Her hazel eyes smiled at him. Then she wrapped her arms around him and giggled. “I say ‘Just keep thinking, Mace. You’re so good at it.’”
“You think so, huh?” he’d said, rolling her in his arms until he slid on top of her, then into her. “I’m also good at this.”
And then he’d loved her.
He’d moved slowly, leisurely, fitting his body to hers, savoring the miracle of how well they fit together, how attuned they were to each other’s rhythms. They’d come a long way since their first fumbling attempts at lovemaking. In those days it had all been hot, fevered gropings and eager, desperate efforts that had, as often as not, left them breathless and frustrated. Certainly they’d left Jenny frustrated.
He wasn’t much good at holding back in those days, hadn’t really figured out yet the real meaning of “ladies first.”
But Jenny had never complained.
She’d wrapped her arms around him and moved with him, meeting his urgency with her own. And over time he’d got better at their loving. He’d been less frantic, more leisurely. He’d spent more time stroking and touching and kissing, enjoying that, letting the anticipation grow.
“Along with other things,” Jenny had giggled when he’d told her that one night. She’d reached a hand down between them and touched him where another part of his anticipation was “growing.”
Mace had trembled under her touch. His breath had hissed out between his teeth and his whole body tensed.
“You’re playing with fire,” he’d warned.
Anticipation was fine as long as he could control it, but when Jenny took over—watch out!
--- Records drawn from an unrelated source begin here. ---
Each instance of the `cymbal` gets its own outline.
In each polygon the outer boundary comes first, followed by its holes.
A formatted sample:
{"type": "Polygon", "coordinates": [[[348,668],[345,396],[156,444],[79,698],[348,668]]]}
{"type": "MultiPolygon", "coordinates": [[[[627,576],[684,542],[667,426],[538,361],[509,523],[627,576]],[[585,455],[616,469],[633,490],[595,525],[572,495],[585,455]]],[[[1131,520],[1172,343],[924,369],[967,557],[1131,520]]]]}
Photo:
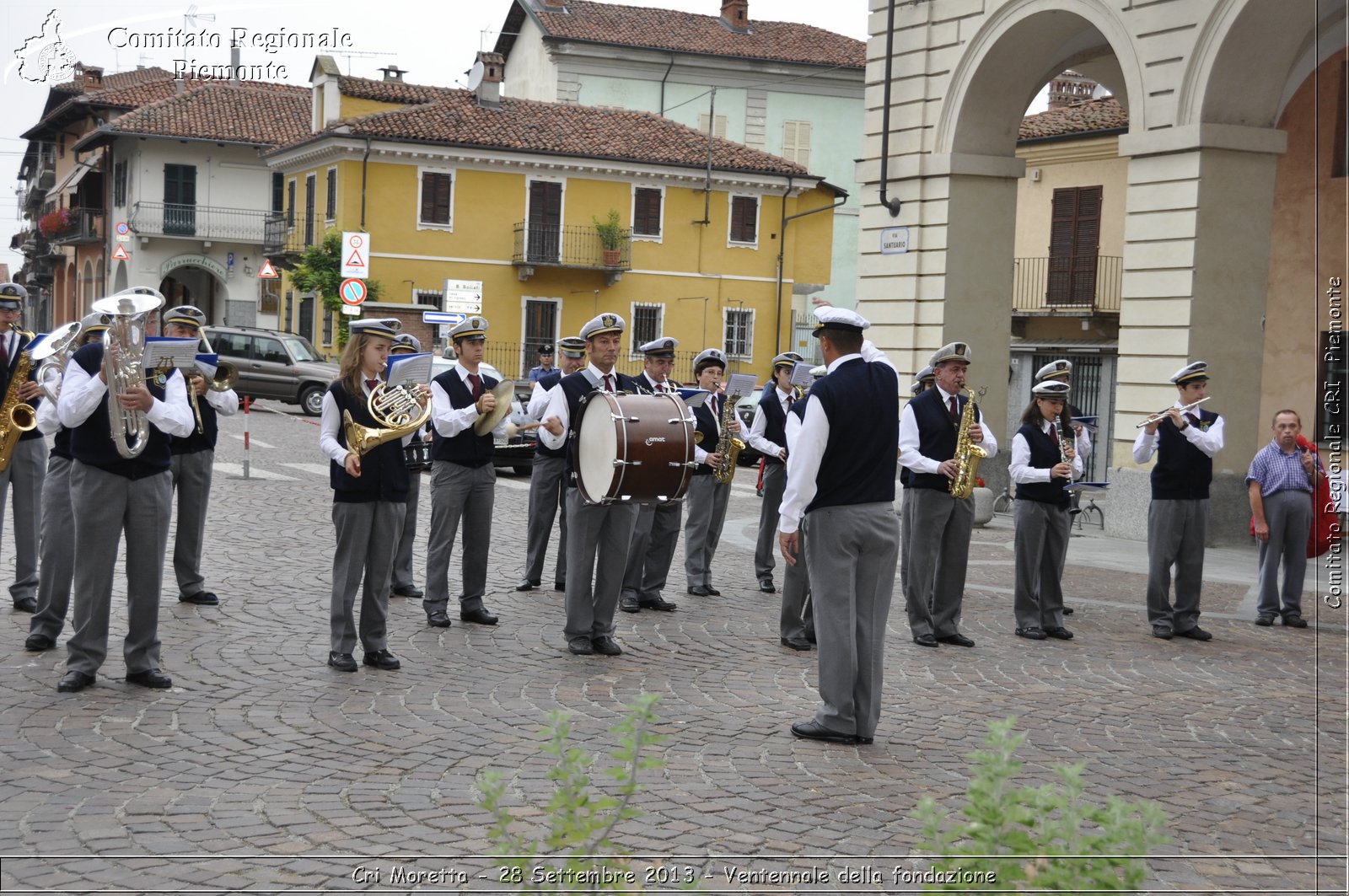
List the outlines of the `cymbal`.
{"type": "Polygon", "coordinates": [[[496,429],[496,424],[506,420],[510,414],[511,398],[515,397],[515,383],[510,379],[503,379],[492,386],[492,394],[496,395],[496,406],[490,413],[478,414],[478,420],[473,422],[475,436],[486,436],[492,429],[496,429]]]}

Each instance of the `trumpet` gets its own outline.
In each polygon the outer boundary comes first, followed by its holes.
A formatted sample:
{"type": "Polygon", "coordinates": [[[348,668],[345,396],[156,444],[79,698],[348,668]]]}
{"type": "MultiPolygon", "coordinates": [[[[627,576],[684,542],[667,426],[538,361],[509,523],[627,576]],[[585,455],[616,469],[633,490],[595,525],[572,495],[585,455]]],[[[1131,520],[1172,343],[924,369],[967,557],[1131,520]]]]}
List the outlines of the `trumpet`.
{"type": "MultiPolygon", "coordinates": [[[[1178,408],[1176,410],[1179,410],[1183,414],[1184,412],[1190,410],[1191,408],[1198,408],[1203,402],[1209,401],[1211,397],[1213,395],[1205,395],[1199,401],[1193,401],[1188,405],[1186,405],[1184,408],[1178,408]]],[[[1135,426],[1135,429],[1143,429],[1144,426],[1151,426],[1155,422],[1160,422],[1160,421],[1166,420],[1167,414],[1170,414],[1170,413],[1171,413],[1171,408],[1167,408],[1161,413],[1152,414],[1151,417],[1148,417],[1147,420],[1144,420],[1141,424],[1139,424],[1137,426],[1135,426]]]]}

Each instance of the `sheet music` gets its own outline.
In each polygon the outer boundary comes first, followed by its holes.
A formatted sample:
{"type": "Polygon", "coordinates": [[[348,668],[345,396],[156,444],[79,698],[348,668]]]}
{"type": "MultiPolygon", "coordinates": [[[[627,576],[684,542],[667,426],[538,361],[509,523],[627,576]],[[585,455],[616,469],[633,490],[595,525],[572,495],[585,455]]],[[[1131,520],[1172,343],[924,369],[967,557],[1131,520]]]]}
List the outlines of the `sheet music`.
{"type": "Polygon", "coordinates": [[[387,389],[397,386],[425,386],[430,382],[432,354],[390,355],[384,368],[387,389]]]}

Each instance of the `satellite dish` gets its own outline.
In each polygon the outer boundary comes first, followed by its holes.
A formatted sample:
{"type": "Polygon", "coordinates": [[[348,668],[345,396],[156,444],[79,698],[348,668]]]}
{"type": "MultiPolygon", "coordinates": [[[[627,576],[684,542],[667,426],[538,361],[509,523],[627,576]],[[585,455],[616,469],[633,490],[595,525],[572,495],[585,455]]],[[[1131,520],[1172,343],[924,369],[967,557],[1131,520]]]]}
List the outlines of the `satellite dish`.
{"type": "Polygon", "coordinates": [[[483,82],[483,61],[479,59],[473,63],[473,67],[468,70],[468,89],[476,90],[478,85],[483,82]]]}

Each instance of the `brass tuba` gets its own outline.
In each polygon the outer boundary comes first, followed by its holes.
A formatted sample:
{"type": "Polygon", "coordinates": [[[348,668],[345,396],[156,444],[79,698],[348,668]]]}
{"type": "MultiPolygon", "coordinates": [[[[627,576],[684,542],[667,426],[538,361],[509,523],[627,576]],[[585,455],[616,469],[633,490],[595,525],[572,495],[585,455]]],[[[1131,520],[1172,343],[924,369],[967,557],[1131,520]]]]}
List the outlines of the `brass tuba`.
{"type": "Polygon", "coordinates": [[[146,385],[146,371],[142,366],[146,351],[146,321],[159,310],[161,305],[163,305],[162,298],[132,293],[100,298],[92,305],[94,312],[109,318],[108,329],[103,333],[103,372],[108,381],[108,426],[117,453],[128,460],[139,457],[150,443],[150,421],[144,412],[123,408],[117,395],[146,385]]]}

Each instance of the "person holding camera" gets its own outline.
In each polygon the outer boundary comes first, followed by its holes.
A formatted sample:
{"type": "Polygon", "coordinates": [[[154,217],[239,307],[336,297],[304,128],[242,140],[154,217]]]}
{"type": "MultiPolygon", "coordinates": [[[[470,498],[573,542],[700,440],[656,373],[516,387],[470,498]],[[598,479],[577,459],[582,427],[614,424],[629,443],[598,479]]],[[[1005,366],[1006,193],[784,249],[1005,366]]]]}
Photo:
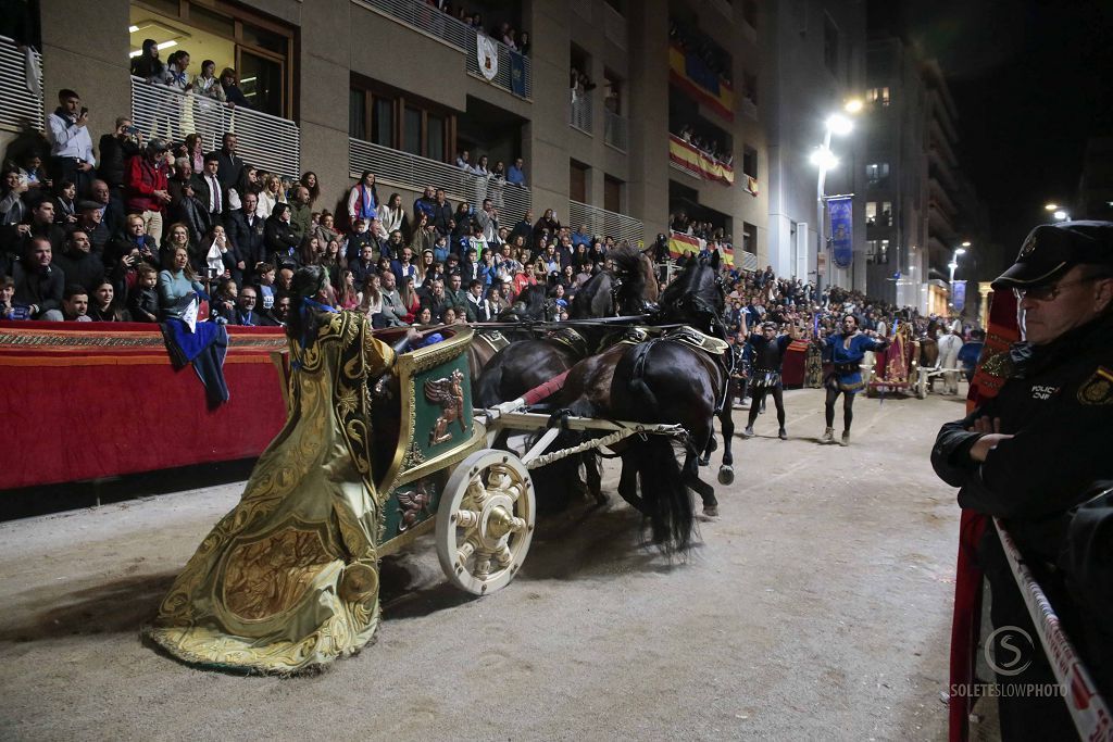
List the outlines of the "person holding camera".
{"type": "Polygon", "coordinates": [[[50,164],[55,180],[73,182],[79,194],[89,190],[97,165],[88,123],[89,109],[81,106],[81,97],[68,88],[59,90],[58,108],[47,119],[50,164]]]}
{"type": "MultiPolygon", "coordinates": [[[[97,175],[108,184],[111,194],[124,200],[124,178],[128,158],[142,150],[142,135],[139,127],[127,116],[116,119],[116,129],[100,138],[100,167],[97,175]]],[[[81,194],[83,195],[83,194],[81,194]]]]}

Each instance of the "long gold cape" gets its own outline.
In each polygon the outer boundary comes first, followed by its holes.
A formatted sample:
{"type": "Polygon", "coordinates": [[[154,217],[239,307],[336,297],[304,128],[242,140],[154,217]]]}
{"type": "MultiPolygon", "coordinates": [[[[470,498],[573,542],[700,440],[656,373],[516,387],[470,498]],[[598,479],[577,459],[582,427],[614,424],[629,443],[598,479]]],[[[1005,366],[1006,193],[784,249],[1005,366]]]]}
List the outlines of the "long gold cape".
{"type": "Polygon", "coordinates": [[[290,360],[289,419],[145,631],[186,662],[288,674],[358,651],[378,625],[367,379],[394,352],[342,311],[308,347],[292,340],[290,360]]]}

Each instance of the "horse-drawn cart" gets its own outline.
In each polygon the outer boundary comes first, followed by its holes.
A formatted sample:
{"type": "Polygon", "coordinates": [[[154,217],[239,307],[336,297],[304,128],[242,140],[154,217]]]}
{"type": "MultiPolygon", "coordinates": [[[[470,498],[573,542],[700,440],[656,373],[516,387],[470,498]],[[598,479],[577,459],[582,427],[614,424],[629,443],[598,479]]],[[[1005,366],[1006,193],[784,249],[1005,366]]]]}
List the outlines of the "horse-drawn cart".
{"type": "MultiPolygon", "coordinates": [[[[561,429],[550,427],[549,415],[522,412],[523,400],[473,409],[467,367],[472,330],[440,332],[445,336],[441,343],[400,355],[396,387],[387,382],[392,388],[377,389],[373,403],[384,513],[378,554],[396,553],[434,531],[449,580],[483,595],[509,584],[529,551],[536,513],[530,469],[631,435],[684,432],[678,425],[571,417],[563,427],[597,431],[601,437],[546,452],[561,429]],[[521,456],[492,447],[503,432],[546,428],[521,456]]],[[[396,337],[376,335],[387,342],[396,337]]]]}

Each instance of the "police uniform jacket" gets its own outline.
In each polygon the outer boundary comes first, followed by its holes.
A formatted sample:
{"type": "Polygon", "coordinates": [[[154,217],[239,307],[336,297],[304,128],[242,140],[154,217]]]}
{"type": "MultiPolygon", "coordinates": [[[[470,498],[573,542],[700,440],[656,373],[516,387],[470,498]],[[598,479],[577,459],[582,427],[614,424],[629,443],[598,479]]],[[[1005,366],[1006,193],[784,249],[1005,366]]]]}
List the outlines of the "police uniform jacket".
{"type": "Polygon", "coordinates": [[[1044,346],[1014,345],[996,397],[943,426],[932,451],[936,474],[962,487],[958,504],[1003,518],[1040,520],[1081,502],[1096,479],[1113,476],[1113,317],[1044,346]],[[999,417],[1013,435],[983,464],[969,451],[978,417],[999,417]]]}

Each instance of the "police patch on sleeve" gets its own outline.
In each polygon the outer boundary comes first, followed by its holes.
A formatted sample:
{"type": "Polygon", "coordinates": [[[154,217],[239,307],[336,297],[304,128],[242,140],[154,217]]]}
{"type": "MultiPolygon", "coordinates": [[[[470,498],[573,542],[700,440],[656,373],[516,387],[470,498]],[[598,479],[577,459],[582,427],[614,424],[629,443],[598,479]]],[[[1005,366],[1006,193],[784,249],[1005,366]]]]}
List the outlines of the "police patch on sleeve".
{"type": "Polygon", "coordinates": [[[1078,387],[1078,403],[1083,405],[1113,405],[1113,370],[1099,366],[1093,376],[1078,387]]]}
“Fire, hmmm?” She’d smiled and brushed a kiss across his lips. She moved above him then, bolder than she had been when they’d first begun making love together. Her hand moved more insistently. “What is it they say about starting fires with friction?”
“Jenn!”
But she didn’t let him go. She feathered kisses along his jaw, then dropped them on his breastbone. She touched his nipples with her tongue. She made him squirm.
Jenny could always make him squirm—and make him love every minute of it. And he always took great pleasure in returning the favor.
He had taken pleasure. Had. Past tense.
Mace’s fists clenched tightly at his sides. He swallowed against the ache in his throat and closed his stinging eyes to shut out the sight of the cabin to which he’d brought her fourteen years ago, the cabin in which he’d loved her the first night of their married life. Just hours before—at their wedding—he had vowed to love her for a lifetime.
He still did.
He always would—but the only way to love her now was to let her have her dream.